Our study had several limitations. First, the results obtained in this study are from a single type of tumour in rabbits and may not represent the general enhancement pattern of all HCCs, although the animal model afforded very similar conditions to the clinical situation. Second, the number of rabbits was relatively small, which may limit the statistical power of the experiment study. However, we believed that the obtained data were sufficient to achieve our aims. The feasibility of evaluation of therapeutic effects of RFA in HCC with an iodine map requires further study.
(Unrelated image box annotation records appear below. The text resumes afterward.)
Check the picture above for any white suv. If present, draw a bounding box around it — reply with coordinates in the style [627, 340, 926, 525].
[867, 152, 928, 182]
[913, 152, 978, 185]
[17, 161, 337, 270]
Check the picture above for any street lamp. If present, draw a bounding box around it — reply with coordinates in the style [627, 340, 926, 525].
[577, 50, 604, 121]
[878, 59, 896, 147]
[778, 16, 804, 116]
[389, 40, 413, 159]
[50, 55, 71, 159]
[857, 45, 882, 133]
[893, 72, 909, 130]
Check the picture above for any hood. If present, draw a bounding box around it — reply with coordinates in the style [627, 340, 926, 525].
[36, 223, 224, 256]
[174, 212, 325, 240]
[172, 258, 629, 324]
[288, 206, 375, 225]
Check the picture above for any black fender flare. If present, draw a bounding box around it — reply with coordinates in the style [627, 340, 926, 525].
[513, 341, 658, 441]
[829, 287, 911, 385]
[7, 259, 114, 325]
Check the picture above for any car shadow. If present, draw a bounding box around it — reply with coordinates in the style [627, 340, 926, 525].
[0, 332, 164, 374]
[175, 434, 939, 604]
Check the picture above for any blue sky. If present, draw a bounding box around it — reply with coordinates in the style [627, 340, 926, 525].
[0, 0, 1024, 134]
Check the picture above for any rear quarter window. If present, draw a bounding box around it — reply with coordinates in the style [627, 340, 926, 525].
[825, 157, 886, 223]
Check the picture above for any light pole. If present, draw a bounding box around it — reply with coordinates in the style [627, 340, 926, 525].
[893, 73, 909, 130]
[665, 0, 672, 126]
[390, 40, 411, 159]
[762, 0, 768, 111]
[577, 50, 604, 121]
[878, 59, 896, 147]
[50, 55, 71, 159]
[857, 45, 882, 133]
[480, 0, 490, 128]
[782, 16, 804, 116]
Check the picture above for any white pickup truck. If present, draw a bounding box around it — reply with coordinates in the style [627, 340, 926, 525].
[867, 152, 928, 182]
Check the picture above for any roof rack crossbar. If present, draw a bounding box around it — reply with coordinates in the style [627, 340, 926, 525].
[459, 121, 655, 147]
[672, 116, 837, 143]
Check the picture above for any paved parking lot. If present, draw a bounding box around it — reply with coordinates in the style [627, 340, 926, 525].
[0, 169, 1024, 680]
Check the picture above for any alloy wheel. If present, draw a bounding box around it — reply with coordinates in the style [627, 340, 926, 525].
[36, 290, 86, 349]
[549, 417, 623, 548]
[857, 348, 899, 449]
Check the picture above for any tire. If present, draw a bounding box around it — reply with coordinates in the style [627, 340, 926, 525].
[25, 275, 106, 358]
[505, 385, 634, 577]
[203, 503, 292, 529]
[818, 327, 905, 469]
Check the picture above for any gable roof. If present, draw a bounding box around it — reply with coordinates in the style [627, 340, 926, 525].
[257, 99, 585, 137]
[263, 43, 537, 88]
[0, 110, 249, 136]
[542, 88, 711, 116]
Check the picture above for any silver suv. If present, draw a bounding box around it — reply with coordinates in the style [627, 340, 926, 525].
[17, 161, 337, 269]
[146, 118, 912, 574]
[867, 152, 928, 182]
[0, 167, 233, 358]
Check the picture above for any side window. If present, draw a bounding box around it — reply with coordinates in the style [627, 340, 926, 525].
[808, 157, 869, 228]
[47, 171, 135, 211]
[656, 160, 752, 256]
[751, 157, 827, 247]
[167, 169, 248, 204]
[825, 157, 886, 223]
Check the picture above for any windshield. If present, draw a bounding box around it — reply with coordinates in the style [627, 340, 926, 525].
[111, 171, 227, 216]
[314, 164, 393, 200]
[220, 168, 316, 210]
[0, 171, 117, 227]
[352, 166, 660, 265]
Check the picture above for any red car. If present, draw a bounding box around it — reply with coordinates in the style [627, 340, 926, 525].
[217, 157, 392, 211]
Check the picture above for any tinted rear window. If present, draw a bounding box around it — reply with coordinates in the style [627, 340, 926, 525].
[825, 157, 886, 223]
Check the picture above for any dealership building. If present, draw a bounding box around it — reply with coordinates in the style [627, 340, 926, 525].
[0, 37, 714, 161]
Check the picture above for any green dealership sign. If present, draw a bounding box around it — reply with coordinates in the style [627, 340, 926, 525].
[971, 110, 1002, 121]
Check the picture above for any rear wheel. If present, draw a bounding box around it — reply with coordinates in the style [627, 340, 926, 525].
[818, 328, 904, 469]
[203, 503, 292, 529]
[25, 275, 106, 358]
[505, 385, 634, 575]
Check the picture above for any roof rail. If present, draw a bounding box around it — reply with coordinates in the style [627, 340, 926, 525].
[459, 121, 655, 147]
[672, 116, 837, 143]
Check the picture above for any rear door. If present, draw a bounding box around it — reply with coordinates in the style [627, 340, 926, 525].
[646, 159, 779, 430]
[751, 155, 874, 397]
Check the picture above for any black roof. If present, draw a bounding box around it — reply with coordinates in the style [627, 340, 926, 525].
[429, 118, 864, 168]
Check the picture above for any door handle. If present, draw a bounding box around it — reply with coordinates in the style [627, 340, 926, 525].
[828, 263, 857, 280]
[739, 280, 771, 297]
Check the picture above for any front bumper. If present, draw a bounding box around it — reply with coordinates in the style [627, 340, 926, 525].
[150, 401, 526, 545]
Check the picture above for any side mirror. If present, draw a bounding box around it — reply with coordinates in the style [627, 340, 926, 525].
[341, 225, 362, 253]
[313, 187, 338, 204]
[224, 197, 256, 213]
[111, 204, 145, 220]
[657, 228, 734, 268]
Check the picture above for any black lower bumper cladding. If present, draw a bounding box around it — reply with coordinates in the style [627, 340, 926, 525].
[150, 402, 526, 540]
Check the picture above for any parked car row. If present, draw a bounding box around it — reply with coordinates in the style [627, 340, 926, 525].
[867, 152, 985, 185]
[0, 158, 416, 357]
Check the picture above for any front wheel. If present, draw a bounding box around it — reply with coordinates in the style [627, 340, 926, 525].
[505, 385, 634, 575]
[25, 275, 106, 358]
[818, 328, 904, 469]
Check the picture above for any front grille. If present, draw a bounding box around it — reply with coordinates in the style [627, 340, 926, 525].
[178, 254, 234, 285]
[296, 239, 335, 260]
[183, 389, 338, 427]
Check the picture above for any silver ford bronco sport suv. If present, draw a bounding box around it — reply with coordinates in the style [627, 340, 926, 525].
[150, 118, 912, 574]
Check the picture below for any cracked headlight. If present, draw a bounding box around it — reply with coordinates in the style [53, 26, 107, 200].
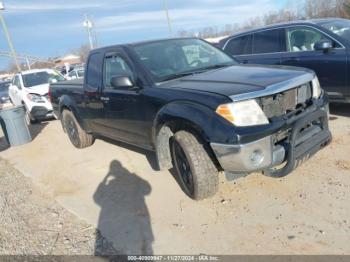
[216, 99, 269, 126]
[27, 94, 45, 103]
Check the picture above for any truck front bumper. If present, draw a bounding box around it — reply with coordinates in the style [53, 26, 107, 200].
[211, 105, 331, 177]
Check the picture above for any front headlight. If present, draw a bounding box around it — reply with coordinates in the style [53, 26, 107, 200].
[216, 99, 269, 126]
[312, 76, 322, 99]
[27, 94, 45, 103]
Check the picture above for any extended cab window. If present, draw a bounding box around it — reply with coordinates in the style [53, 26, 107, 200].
[104, 55, 133, 88]
[86, 53, 102, 89]
[133, 39, 237, 82]
[253, 29, 282, 54]
[286, 26, 340, 52]
[225, 35, 252, 55]
[13, 75, 22, 89]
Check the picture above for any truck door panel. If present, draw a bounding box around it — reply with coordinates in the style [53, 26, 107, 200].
[101, 51, 150, 146]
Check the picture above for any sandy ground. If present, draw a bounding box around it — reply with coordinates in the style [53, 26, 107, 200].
[0, 105, 350, 254]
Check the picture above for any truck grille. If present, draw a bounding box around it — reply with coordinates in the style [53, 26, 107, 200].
[260, 83, 312, 119]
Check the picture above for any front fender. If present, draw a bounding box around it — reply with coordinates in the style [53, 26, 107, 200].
[153, 101, 237, 144]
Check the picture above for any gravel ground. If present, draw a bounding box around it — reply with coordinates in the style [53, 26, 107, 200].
[0, 159, 116, 255]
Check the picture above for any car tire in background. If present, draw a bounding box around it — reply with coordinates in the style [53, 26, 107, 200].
[23, 104, 38, 126]
[171, 131, 219, 200]
[61, 110, 95, 148]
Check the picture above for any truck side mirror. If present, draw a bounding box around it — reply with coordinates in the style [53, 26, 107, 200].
[111, 76, 134, 88]
[314, 40, 333, 52]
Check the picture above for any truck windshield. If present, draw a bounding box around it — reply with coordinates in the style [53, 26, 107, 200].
[319, 20, 350, 41]
[22, 71, 65, 87]
[133, 39, 238, 82]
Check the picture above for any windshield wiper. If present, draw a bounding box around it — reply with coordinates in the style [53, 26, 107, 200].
[162, 72, 195, 81]
[162, 64, 232, 81]
[196, 64, 232, 73]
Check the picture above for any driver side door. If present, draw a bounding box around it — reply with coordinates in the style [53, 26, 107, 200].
[101, 50, 150, 148]
[282, 26, 347, 97]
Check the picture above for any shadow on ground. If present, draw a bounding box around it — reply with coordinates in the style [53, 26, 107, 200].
[329, 104, 350, 120]
[98, 137, 159, 171]
[28, 122, 48, 140]
[94, 160, 154, 256]
[0, 123, 48, 152]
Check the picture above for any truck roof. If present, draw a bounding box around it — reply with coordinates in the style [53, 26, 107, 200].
[220, 17, 346, 42]
[20, 68, 52, 75]
[91, 37, 203, 52]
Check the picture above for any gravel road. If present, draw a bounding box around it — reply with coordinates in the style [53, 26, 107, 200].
[0, 159, 116, 255]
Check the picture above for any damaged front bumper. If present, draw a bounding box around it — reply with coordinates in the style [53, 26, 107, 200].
[211, 103, 331, 177]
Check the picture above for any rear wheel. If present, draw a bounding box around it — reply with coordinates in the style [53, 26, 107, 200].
[62, 110, 94, 148]
[171, 131, 219, 200]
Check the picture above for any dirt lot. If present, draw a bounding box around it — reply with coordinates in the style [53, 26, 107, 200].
[0, 105, 350, 254]
[0, 159, 115, 255]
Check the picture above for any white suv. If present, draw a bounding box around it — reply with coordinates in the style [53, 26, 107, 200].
[9, 69, 65, 124]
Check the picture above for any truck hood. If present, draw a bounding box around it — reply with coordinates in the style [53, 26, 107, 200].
[162, 65, 314, 100]
[26, 84, 49, 96]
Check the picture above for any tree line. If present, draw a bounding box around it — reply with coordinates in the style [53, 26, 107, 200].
[177, 0, 350, 38]
[2, 0, 350, 72]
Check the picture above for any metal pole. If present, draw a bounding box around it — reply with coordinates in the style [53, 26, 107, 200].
[26, 56, 32, 70]
[84, 15, 94, 49]
[164, 0, 173, 37]
[0, 11, 21, 71]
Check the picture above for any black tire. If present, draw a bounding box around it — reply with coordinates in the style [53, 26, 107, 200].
[171, 131, 219, 200]
[62, 110, 95, 148]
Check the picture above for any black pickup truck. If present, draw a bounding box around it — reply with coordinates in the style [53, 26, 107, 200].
[49, 38, 331, 199]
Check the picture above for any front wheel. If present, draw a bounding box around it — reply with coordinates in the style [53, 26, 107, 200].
[62, 110, 94, 148]
[171, 131, 219, 200]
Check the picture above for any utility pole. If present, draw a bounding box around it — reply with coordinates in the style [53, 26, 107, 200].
[164, 0, 173, 37]
[0, 2, 21, 71]
[83, 15, 94, 49]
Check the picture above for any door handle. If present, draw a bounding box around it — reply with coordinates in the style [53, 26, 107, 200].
[100, 96, 109, 102]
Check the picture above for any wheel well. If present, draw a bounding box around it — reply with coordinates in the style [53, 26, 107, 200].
[155, 120, 222, 171]
[59, 106, 71, 133]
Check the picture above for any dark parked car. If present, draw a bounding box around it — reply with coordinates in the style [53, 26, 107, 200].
[220, 18, 350, 102]
[49, 39, 331, 199]
[0, 81, 11, 104]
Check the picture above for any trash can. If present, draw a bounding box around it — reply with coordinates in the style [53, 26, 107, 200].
[0, 105, 32, 146]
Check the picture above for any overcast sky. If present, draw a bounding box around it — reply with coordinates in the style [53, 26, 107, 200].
[0, 0, 287, 69]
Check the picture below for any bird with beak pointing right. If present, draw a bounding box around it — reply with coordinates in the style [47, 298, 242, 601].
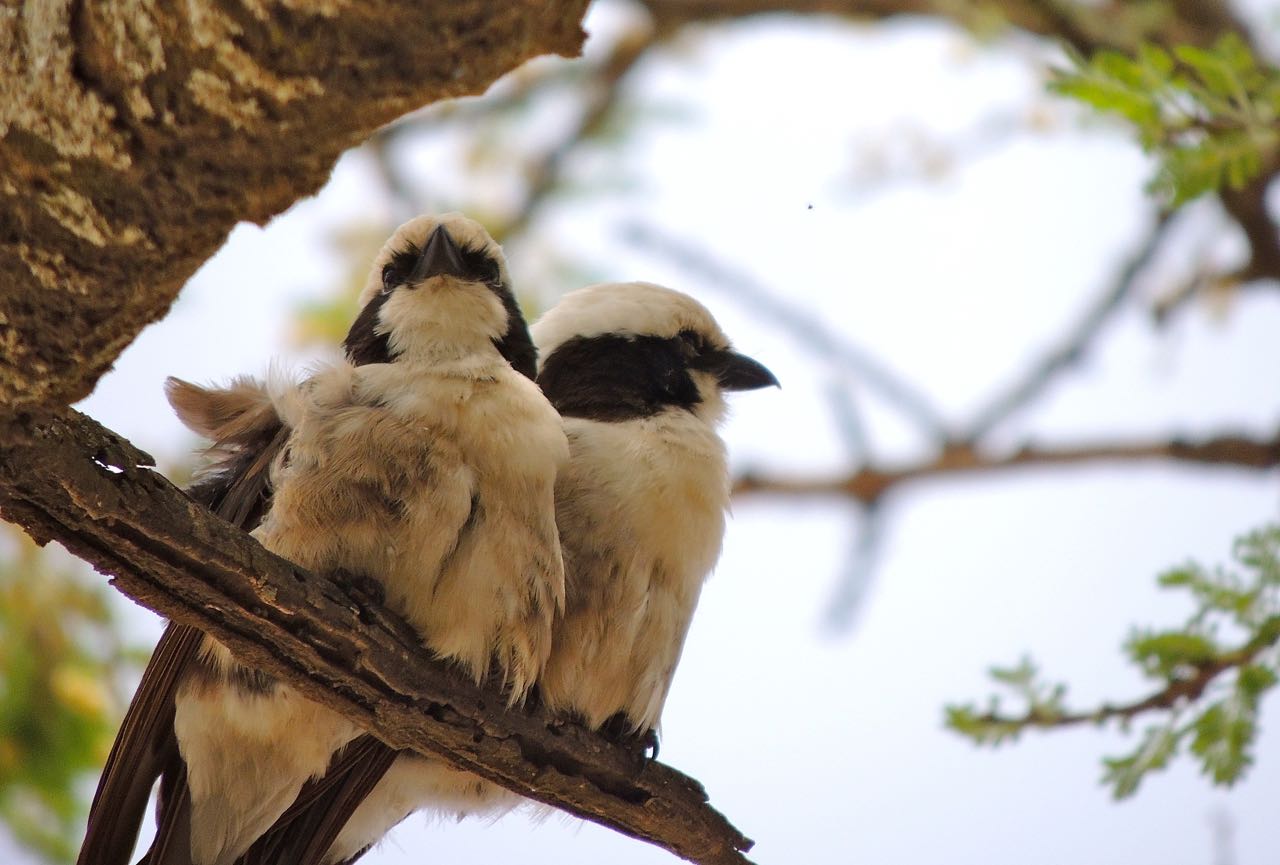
[79, 214, 567, 865]
[240, 283, 778, 865]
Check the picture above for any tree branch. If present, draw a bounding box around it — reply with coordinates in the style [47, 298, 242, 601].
[973, 621, 1280, 731]
[0, 409, 751, 865]
[0, 0, 586, 411]
[968, 214, 1172, 441]
[733, 433, 1280, 504]
[622, 223, 951, 441]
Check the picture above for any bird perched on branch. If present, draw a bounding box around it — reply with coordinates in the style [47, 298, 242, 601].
[79, 214, 567, 865]
[299, 283, 777, 865]
[532, 283, 778, 741]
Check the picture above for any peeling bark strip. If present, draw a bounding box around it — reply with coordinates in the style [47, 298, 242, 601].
[0, 411, 751, 865]
[0, 0, 586, 411]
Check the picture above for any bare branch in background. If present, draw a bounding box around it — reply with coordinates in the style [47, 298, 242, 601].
[733, 433, 1280, 504]
[966, 214, 1172, 441]
[622, 223, 951, 443]
[493, 28, 655, 243]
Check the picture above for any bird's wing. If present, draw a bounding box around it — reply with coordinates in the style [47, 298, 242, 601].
[236, 733, 398, 865]
[77, 623, 204, 865]
[77, 379, 288, 865]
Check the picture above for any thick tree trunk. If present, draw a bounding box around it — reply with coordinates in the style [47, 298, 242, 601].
[0, 0, 586, 414]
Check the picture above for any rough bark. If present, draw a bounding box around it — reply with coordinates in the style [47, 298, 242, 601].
[0, 411, 751, 865]
[0, 0, 586, 419]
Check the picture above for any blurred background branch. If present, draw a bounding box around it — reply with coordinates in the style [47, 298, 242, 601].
[10, 0, 1280, 861]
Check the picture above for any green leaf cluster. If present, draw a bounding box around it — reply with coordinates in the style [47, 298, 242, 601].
[946, 526, 1280, 798]
[1050, 33, 1280, 207]
[0, 526, 133, 862]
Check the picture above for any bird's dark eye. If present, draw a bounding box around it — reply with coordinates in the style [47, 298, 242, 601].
[676, 330, 707, 360]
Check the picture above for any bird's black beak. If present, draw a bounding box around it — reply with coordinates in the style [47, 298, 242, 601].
[408, 225, 474, 285]
[699, 351, 781, 390]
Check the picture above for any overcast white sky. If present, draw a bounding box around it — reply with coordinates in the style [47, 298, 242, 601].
[55, 5, 1280, 865]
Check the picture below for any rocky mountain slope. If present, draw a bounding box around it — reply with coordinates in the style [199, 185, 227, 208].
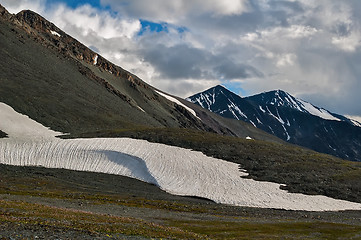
[188, 86, 361, 161]
[0, 3, 281, 142]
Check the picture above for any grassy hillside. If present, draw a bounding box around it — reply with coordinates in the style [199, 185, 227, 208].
[0, 6, 286, 141]
[68, 128, 361, 202]
[0, 165, 361, 239]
In conclusion, the results obtained suggest that iodine quantification with DECT is accurate in a phantom and for differentiating benign periablational reactive tissue from residual tumour in VX2 carcinoma in rabbits after RFA; enhancement of inflammatory reaction appears to be time-dependent, and the data suggest that, clinically, iodine quantification with DECT should be performed 2–3 weeks or more after RFA. This should be tested in future experimental and clinical investigations.
FUNDING
The study was supported by the Research Foundation of Health Bureau of Hebei Province, China (number 20090152).